Even after two decades of allowing private players, the penetration of Indian insurance industry is less than 5% of the GDP. IRDAI data shows that India’s insurance penetration has gone up from 2.71% of the GDP to 4.20% of the GDP between 2001-02 and 2020-21.
In terms of penetration, India is far behind the global average of 7.2% of the GDP. India is ranked 21 in terms of penetration. Countries like Taiwan, South Africa, the USA and South Korea report higher penetration of 17.40%, 13.70%, 12.00% and 11.60% respectively.
While the penetration of life insurance sector has gone up from 2.15% in FY 2001-02 to 3.20% FY 2020-21, non-life insurance penetration has gone up from 0.56% to 1.00% over the last 20 years.
Over the last one year, the penetration of Indian insurance has grown to 4.20% of the GDP in FY 2020-21 from 3.70% of the GDP in 2019-20.
Insurance density
Between FY 2001-02 and FY 2020-21, insurance density has increased from $11.50 in FY2001-02 to $78 in FY2020-21. The growth has been steady, barring a few ups and downs.

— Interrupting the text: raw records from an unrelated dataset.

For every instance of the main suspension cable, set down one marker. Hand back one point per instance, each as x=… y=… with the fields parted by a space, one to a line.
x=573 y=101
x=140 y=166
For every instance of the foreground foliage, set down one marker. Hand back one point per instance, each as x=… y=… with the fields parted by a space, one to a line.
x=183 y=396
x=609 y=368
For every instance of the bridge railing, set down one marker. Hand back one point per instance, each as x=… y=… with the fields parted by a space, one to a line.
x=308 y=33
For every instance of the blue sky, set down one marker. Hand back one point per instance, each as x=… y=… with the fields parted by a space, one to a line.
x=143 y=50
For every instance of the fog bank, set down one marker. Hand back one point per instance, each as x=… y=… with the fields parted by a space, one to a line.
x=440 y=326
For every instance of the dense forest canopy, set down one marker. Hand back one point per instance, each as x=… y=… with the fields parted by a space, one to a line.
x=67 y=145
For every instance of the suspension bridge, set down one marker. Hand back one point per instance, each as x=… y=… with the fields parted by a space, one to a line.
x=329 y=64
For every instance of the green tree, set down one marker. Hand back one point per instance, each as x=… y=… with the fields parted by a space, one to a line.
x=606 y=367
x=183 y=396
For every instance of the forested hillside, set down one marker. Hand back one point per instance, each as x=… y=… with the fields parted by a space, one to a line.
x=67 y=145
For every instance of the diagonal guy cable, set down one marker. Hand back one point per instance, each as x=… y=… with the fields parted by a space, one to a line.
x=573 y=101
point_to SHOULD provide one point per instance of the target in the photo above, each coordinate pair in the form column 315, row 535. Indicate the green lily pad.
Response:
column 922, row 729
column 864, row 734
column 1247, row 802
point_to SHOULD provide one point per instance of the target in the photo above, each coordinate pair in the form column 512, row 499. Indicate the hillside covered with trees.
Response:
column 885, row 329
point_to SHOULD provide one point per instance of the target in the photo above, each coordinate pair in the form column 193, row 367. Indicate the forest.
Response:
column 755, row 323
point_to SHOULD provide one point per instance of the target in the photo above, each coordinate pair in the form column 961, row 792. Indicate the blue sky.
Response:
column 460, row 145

While life insurance density has gone up from USD 9.1 in 2001-02 to USD 59 in 2020-21, non-life insurance density has gone up from USD 2.4 to USD 19 during the corresponding period.
Globally, the overall insurance density stands at USD 809. The USA, Switzerland, Singapore and Netherlands report higher density at USD 7673, USD 7224, USD 5638 and USD 5022 respectively.
Over the last one year, the density has remained constant at USD 78.
Why penetration and density matter
Insurance penetration and density indicate level of development in the insurance sector.
While penetration is measured as the percentage of insurance premium to GDP. Insurance density is the ratio of premium to population (per capita premium).